The Distributed Cloud Compute Framework (DCCF) is a scalable distributed computing framework tailored for the cloud. More specifically, it is a Kubernetes-based architecture for running custom asynchronous dockerized tasks in a Docker-In-Docker environment.
DCCF was created as a personal project by prokopchukdim to learn more about distributed systems, stateless APIs, containerization, event-based architectures, Docker, and scalable Kubernetes deployments. Using DCCF, clients can upload a Dockerfile and any files needed by that Dockerfile to a REST API. DCCF will build and run that Docker image, and once the image exits, the resulting files will be available for retrieval through a REST API.
Task Manager pods, also known as the Master API, contain a RESTful API for uploading & monitoring tasks, as well as retrieving results. The Master API is responsible for uploading task files and information to a PostgreSQL DB, and queueing up the task by ID to a Kafka Topic. Task Manager pods are easily horizontally scalable.
Task are queued up using an Apache Kafka cluster. Each broker is a separate Kubernetes pod managed by Kafka KRaft, and for fault tolerance all pods are responsible for managing one synchronized topic. The Kafka cluster can be horizontally scaled with more brokers.

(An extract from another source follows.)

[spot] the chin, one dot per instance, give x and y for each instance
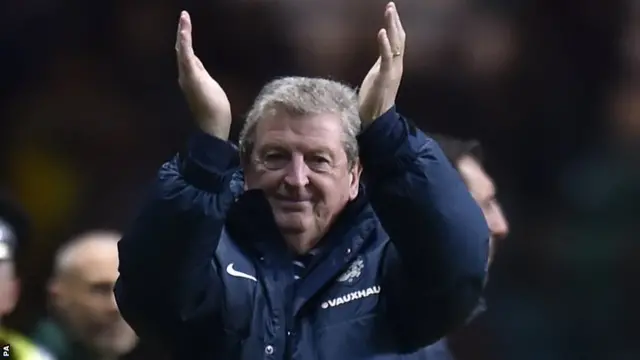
(292, 222)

Each worker pod acts as a Kafka consumer through a Springboot application. Once a task is consumed from the queue, the consuming worker is responsible for retrieving the relevant task files from PostgreSQL, updating task status in PostgreSQL, mounting and executing the dockerized task using a Docker-In-Docker architecture, and returning logs and output files to PostgreSQL. These results can then be monitored by clients through the master API. Worker pods are also horizontally scalable.

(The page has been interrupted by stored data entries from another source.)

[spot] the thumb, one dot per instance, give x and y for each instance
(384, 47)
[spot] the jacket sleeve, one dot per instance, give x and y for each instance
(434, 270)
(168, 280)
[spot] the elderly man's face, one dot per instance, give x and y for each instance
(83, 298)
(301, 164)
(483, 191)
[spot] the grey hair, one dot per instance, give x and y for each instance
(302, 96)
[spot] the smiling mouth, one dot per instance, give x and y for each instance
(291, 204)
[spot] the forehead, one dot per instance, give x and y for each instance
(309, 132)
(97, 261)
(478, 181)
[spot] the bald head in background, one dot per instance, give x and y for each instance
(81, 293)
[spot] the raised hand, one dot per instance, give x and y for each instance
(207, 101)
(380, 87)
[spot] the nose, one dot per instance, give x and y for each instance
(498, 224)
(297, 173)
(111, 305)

To support custom dockerized tasks, each worker pod runs its own containerized Docker Daemon and Springboot application. By having a daemon local to each pod, all systems remain containerized. This also reduces security vulnerabilities stemming from running custom docker files on a system-wide docker daemon. The Spring application is responsible for orchestrating the docker-in-docker setup, consuming task ids from a kafka queue, cleaning up files and images in between running tasks, as well as fetching and updating task information from PostgreSQL. Since the task container is run using the daemon, a shared output volume is mounted pod-wide as both the Spring app and the task require access to the volume, and the daemon is responsible for mounting the volume to the task container.
Note: DCCF automatically mounts an output folder to every task at /output/. Only files in this volume will be saved and retrievable after task completion. Standard output and error streams are always saved as log files.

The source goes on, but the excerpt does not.